With a strong whiff of daytime TV, this is Scandi crime drama for those who like the idea but lack the attention span or engagement. Fingers crossed that the last episode is a harbinger of better scripts to come.
Local Hero (1983)
40 years, eh?
It seems extremely strange going to a screening to mark 40 years of Local Hero. Firstly, the only two things in it that have dated are the cars & the film definition, & it's unimaginable that a 40 year old film can remain as fresh as it was in 1982. (Some might say that Mark Knopfler's score is as passé as a Ford Cortina. I'd say it's more like a Porsche 930). The reason, of course, is that it was so sharply observed, beautifully written & perfectly performed in the first place. There's no bombast & no pretention. The script consistently catches the rhythms of normal, natural speech, & yet every line carries far more than the obvious sense - the source of much of its wonderfully understated humour, & of the definition & individuality of its characters, who could so easily have been mere stereotypes.
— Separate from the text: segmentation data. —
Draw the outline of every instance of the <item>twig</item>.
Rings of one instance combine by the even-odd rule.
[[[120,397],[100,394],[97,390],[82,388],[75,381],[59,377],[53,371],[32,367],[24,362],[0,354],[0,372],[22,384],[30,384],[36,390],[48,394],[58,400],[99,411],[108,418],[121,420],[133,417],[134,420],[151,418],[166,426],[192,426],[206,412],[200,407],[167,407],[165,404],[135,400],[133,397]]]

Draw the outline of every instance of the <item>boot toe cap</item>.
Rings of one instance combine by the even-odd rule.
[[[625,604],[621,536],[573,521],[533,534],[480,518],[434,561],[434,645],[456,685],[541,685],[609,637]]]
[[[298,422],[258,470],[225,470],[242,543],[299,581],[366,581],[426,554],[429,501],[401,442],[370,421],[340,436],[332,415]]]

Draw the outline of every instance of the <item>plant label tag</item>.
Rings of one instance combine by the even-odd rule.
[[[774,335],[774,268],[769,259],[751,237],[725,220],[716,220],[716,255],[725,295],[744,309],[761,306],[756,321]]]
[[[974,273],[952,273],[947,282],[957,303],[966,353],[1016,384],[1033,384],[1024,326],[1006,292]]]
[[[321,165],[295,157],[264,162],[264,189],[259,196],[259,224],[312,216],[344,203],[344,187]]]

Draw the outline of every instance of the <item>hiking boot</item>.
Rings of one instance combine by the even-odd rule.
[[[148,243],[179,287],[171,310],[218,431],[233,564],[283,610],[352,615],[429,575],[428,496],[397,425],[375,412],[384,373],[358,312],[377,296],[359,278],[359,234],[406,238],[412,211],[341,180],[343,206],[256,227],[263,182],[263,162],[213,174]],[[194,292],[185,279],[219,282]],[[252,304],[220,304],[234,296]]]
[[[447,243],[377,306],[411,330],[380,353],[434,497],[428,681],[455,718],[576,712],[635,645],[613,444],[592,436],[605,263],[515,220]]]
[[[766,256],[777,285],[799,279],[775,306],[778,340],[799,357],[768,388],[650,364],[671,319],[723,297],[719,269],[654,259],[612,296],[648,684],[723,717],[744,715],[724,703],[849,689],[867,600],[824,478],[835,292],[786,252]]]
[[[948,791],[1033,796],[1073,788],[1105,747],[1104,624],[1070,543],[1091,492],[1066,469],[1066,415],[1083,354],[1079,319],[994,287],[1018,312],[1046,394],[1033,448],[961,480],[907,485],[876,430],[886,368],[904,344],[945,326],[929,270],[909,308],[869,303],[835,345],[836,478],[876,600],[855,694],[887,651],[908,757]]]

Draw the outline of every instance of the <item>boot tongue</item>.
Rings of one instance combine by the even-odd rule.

It's also impossible that I first saw it 40 years ago in a different age, a different world. While I & all those I knew have aged & changed almost beyond recognition, it has not. That in itself makes it sharply poignant.
It seemed sad that there were only a dozen grey heads in yesterday's anniversary showing. Local Hero is more than good enough to hold its own, & it deserves new audiences to appreciate its gentle perfection. It was an obvious classic from the moment of release, & that really has not changed.